Live Japon : Sharp, centenaire mais mal portant

Karyn Poupée
Publié le 22 septembre 2012 à 17h12
Vénérable entreprise créée en 1912 par Tokuji Hayakawa, Sharp fabriquait à l'origine des boucles de ceinturon et des crayons, autant d'objets bien taillés, bien serrés, en un mot sharp. En 1923, après le redoutable séisme qui tua plus de 100 000 personnes dans la région de Tokyo (Kanto, Est) et détruisit l'usine de crayons mécaniques du groupe, le fondateur de Sharp, choqué et redoutant une autre catastrophe de même ampleur, relocalisa son entreprise dans le Kansai (Ouest) et s'interrogea sur ce qu'il pouvait faire pour, le cas échéant, contribuer à sauver des vies...

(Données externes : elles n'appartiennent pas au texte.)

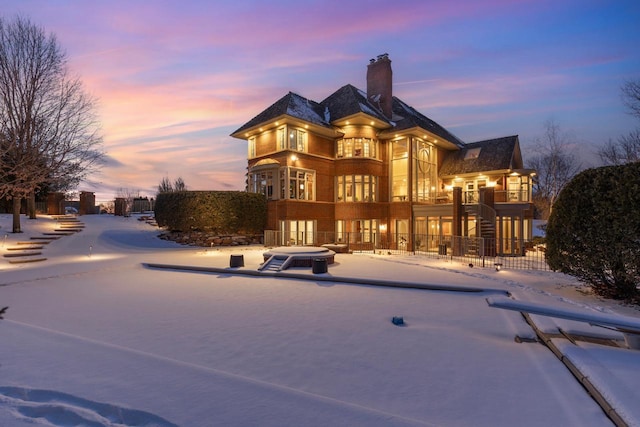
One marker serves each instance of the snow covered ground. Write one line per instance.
(95, 337)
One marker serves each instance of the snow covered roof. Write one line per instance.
(345, 102)
(483, 156)
(407, 117)
(349, 100)
(292, 105)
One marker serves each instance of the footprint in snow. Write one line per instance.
(60, 409)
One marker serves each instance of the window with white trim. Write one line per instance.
(297, 184)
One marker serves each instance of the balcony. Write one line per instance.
(473, 197)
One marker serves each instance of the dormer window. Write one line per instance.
(356, 147)
(472, 153)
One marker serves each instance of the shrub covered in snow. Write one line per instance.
(226, 212)
(594, 230)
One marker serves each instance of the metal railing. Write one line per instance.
(483, 252)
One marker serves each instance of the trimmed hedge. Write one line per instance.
(223, 212)
(594, 231)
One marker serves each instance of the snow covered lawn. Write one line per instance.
(94, 337)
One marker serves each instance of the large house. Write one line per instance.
(368, 170)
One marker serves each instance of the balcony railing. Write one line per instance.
(484, 252)
(473, 197)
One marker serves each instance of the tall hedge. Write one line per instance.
(222, 212)
(594, 231)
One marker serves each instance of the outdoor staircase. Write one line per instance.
(486, 217)
(31, 250)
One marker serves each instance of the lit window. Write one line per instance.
(297, 184)
(472, 153)
(356, 147)
(252, 147)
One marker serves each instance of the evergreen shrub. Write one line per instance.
(593, 232)
(222, 212)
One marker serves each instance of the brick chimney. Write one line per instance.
(379, 80)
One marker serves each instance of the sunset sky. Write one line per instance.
(175, 78)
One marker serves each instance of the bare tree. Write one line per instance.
(48, 130)
(554, 164)
(167, 187)
(179, 185)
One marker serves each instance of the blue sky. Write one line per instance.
(175, 78)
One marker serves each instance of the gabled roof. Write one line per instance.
(346, 102)
(293, 105)
(483, 156)
(349, 100)
(407, 117)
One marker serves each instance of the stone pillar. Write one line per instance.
(87, 203)
(120, 207)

C'est ainsi que Sharp commença à fabriquer des postes de radio, objets de diffusion d'informations potentiellement salvatrices. Aujourd'hui, Sharp fait partie des grands de l'électronique japonais, après avoir été la première entreprise nippone à proposer sur le marché japonais un téléviseur noir et blanc au début des années 1950 et la première aussi à avoir industrialisé l'affichage à cristaux liquides (LCD) et à avoir commercialisé une télévision de ce type. Las, alors que la concurrence s'est intensifiée, Sharp est aujourd'hui mal en point et est poussée par ses créanciers à prendre des décisions allant totalement à l'encontre de la philosophie qui fut celle de la firme durant un siècle.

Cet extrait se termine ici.